On March 27, President Trump signed into law the CARES Act, as amended by the U.S. Senate. Highlights include:

  • Agriculture: $9.5B to the Agriculture Secretary to “prevent, prepare for, and respond to COVID-19 by providing support for agricultural producers including producers of specialty crops, producers that supply local food systems, including farmers markets, restaurants, and schools, and livestock producers, including dairy producers.”
  • Businesses: The bill establishes a fully refundable tax credit for businesses of all size that are closed or distressed to help them keep workers on the payroll. The goal is to get those employees hired back or put on paid furlough to make sure they have jobs to return. The credit covers up to 50 percent of payroll on the first $10,000 of compensation, including health benefits, for each employee. For employers with more than 100 full-time employees, the credit is for wages paid to employees when they are not providing services because of COVID-19. Eligible employers with 100 or fewer full-time employees could use the deduction even if they aren't closed.
  • Food Assistance: $15.81B for Supplemental Nutrition Assistant Program (SNAP) contingency fund, $8.8 billion to give schools more flexibility to provide meals for students, and $450M for the Emergency Food Assistance Program (TEFAP).
  • Hospitals and Community Health Centers: $100 billion for hospitals responding to the COVID-19 and $1.32 billion in immediate additional funding for community centers that provide health care services.
  • Individual Recovery Rebates: All U.S. residents with adjusted gross income up to $75,000 ($150,000 married), who are not a dependent of another taxpayer and have a work eligible social security number, are eligible for a $1,200 ($2,400 married) rebate. In addition, they are eligible for an additional $500 per child. This is true even for those who have no income, as well as those whose income comes entirely from non-taxable means-tested benefit programs, such as SSI benefits. For the vast majority of Americans, no action on their part will be required in order to receive a rebate check as IRS will use a taxpayer’s 2019 tax return, if filed, or in the alternative their 2018 return. This includes many low-income individuals who file a tax return in order to take advantage of the refundable Earned Income Tax Credit and Child Tax Credit. The rebate amount is reduced by $5 for each $100 that a taxpayer’s income exceeds the phase-out threshold.

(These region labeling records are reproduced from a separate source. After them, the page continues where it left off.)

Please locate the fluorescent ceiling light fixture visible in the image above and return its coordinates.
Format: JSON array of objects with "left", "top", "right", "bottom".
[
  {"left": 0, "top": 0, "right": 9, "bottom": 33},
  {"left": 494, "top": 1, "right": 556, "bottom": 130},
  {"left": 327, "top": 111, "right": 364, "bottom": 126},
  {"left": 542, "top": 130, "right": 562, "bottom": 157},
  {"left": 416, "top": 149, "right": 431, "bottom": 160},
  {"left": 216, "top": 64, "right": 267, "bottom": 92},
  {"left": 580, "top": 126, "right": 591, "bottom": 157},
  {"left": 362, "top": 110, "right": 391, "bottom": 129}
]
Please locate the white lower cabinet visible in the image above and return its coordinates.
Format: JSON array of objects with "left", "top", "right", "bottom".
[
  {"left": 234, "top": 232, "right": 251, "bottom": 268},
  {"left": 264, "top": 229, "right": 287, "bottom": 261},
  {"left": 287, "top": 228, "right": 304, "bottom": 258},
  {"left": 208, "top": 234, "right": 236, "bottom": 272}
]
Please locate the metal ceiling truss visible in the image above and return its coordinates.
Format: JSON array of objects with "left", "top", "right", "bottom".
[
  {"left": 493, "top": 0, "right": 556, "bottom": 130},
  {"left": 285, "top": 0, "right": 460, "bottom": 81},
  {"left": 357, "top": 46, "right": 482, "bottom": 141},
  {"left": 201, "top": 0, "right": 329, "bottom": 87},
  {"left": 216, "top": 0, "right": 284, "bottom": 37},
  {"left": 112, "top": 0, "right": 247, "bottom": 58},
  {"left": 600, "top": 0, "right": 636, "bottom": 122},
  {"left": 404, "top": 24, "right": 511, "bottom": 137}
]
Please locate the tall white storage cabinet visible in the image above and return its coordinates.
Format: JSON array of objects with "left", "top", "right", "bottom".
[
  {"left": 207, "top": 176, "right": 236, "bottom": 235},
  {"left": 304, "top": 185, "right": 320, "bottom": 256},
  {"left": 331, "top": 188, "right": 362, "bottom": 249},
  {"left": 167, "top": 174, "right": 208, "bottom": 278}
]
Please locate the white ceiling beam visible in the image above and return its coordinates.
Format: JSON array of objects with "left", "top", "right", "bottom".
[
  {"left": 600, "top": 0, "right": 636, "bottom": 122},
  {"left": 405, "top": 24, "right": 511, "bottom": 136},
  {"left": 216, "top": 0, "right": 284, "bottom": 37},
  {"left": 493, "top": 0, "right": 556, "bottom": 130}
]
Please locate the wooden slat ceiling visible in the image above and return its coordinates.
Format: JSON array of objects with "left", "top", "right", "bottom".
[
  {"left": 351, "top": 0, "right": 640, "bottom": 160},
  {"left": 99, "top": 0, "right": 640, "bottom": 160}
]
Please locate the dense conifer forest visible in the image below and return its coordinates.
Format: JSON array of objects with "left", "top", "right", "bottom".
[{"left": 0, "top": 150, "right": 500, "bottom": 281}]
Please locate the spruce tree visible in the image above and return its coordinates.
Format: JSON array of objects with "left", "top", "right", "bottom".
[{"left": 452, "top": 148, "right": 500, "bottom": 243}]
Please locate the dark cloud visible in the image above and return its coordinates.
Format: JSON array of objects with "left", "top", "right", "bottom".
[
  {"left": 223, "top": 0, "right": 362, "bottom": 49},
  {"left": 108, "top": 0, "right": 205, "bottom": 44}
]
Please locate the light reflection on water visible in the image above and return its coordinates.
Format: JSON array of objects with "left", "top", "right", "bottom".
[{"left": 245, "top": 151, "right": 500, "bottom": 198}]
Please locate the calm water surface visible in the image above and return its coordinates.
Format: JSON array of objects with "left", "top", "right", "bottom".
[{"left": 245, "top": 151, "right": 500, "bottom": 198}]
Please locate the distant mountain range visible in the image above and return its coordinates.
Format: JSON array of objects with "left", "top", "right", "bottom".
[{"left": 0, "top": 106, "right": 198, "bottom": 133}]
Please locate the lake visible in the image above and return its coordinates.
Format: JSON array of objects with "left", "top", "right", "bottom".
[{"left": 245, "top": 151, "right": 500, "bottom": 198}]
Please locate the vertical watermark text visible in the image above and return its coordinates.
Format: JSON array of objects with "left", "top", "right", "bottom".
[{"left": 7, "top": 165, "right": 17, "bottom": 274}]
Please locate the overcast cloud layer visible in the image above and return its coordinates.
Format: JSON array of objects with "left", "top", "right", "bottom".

The amount is completely phased-out for single filers with incomes exceeding $99,000, $146,500 for head of household filers with one child, and $198,000 for joint filers with no children
  • Insurance Coverage: The bill requires all private insurance plans to cover COVID-19 treatments and vaccine and makes all COVID-19 tests free.
  • Medical Equipment: $16 billion to the Strategic National Stockpile to increase availability of equipment, including ventilators and masks.
  • Rural Businesses: $20.5M to the Business and Industry Loan Guarantee program to provide guarantees to loans made by private lenders to rural businesses, similar to SBA loans for rural communities.
  • Small Businesses: $10 billion for grants of up to $10,000 to provide emergency funds for small businesses to cover immediate operating costs and $350 billion for the SBA to provide loans of up to $10 million per business. Any portion of that loan used to maintain payroll, keep workers on the books or pay for rent, mortgage and existing debt could be forgiven, provided workers stay employed through the end of June.
  • Temporary Student Loan Relief: All loan and interest payments would be deferred through Sept. 30 without penalty to the borrower for all federally owned student loans.
  • Vaccines and Tests: $11 billion for diagnostics, treatments and vaccines and $80 million for the Food and Drug Administration (FDA) to prioritize and expedite approval of new drugs.
  • Rep. Hern's statement can be found here.
On April 23, the House voted to replenish the funds in the Paycheck Protection Program. Rep. Hern voted in favor.